Identify cold objects for archiving to Amazon S3 Glacier storage classes

Update (02/13/2024): Consider Amazon S3 Lifecycle transition fees that are charged based on the total number of objects being transitioned, the destination storage class (listed on the Amazon S3 pricing page), as well as the additional metadata charges applied. You can use the S3 pricing calculator to estimate the total upfront and monthly costs by inputting the total storage, average object size, and indicating how the data is moved to the destination storage class.

Many organizations move cold data to archive storage in the cloud to optimize storage costs for data they want to preserve over a number of years. Archiving data at a very low cost also gives organizations the ability to quickly restore that data and put it to work for their business, such as for historical analytics and machine learning (ML) model training. Some key considerations when moving data to archive storage include the expected lifetime of data, restore frequency, and the cost of transitioning data between storage classes. Since the transition pricing is based on the number of transition requests, the cost to archive data varies by the size of the objects in your dataset.

You can cost-effectively store Amazon Simple Storage Service (Amazon S3) objects throughout their lifecycle with S3 Lifecycle. Amazon S3 has three archive storage classes designed for different access patterns. For archive data that needs immediate access, you can use S3 Lifecycle to transition objects to the Amazon S3 Glacier Instant Retrieval storage class. Additionally, you can transition objects that don’t require real-time access to the Amazon S3 Glacier Flexible Retrieval or Amazon S3 Glacier Deep Archive storage classes. Understanding what objects to transition to archive storage classes is an important consideration for minimizing transition costs and maximizing savings.

In this post, we walk through the steps to identify objects that are good candidates for S3 Lifecycle transitions to S3 Glacier Flexible Retrieval or S3 Glacier Deep Archive. These transition recommendations apply for both current and non-current object versions. This post covers understanding S3 Glacier data access requirements and reviews four elements of cost optimization related to your Amazon S3 storage using S3 Lifecycle:

How to use the free dashboard in Amazon S3 Storage Lens to determine object count and average object size in the bucket.
Classifying object size distribution using S3 Inventory report, Amazon Athena, and Amazon QuickSight to determine the average object size filter.
How to determine savings from aggregating small objects and how to do it.
How to calculate costs to help determine an optimal S3 Lifecycle rule to transition the objects to S3 Glacier Flexible Retrieval or S3 Glacier Deep Archive.

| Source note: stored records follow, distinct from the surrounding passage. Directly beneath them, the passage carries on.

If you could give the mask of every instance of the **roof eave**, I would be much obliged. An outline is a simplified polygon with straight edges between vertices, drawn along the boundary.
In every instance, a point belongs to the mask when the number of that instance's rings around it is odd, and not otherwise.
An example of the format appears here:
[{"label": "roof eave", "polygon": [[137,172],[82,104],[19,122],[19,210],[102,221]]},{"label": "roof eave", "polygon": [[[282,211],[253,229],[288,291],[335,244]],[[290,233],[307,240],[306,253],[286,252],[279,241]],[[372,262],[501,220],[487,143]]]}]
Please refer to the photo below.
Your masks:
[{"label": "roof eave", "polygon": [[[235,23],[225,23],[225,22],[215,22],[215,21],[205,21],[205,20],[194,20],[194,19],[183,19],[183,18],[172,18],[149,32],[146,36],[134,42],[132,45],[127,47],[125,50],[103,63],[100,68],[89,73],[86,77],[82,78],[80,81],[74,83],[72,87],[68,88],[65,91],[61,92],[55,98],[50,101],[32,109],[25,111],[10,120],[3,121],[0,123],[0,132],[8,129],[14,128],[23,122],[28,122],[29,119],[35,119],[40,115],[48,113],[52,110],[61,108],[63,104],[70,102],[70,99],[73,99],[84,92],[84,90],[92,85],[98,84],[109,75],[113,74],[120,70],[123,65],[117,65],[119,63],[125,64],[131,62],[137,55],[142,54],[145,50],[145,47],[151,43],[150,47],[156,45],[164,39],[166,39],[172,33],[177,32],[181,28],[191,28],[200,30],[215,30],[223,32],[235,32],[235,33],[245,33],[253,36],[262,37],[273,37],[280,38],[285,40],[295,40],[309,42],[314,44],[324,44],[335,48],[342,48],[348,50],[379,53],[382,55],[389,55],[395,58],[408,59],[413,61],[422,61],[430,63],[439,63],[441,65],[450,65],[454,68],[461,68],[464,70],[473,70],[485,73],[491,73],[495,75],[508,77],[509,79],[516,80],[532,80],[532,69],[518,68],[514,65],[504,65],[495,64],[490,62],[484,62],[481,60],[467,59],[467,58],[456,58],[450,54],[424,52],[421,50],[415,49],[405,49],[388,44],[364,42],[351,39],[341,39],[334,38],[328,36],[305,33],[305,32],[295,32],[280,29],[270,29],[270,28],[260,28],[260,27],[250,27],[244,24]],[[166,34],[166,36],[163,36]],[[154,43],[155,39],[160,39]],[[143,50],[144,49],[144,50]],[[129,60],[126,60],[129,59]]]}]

Understanding minimum charges and data access requirements

Storage classes like Amazon S3 Standard-Infrequent Access, Amazon S3 Intelligent-Tiering, Amazon S3 One Zone-Infrequent Access, and Amazon S3 Glacier Instant Retrieval have a minimum charge of 128 KB per object, regardless of size, and those storage classes block objects <128 KB from transitioning when using S3 Lifecycle. In contrast, S3 Glacier Flexible Retrieval and S3 Glacier Deep Archive have metadata charges of 32 KB in the storage class of choice, as well as 8 KB in S3 Standard, with no minimum charge on the object size. For these two storage classes, you can move any size object using S3 Lifecycle. However, in most cases we recommend using S3 Lifecycle’s object size filter feature to limit the transition of smaller objects (we recommend a 128 KB [base 2 value=131,072 bytes] as minimum object size filter as a starting point). Then, depending on how long you expect the data to live and the storage class from which you’re transitioning the data, you can adjust the filter size to make sure of the lowest overall cost for your archival data over its lifetime.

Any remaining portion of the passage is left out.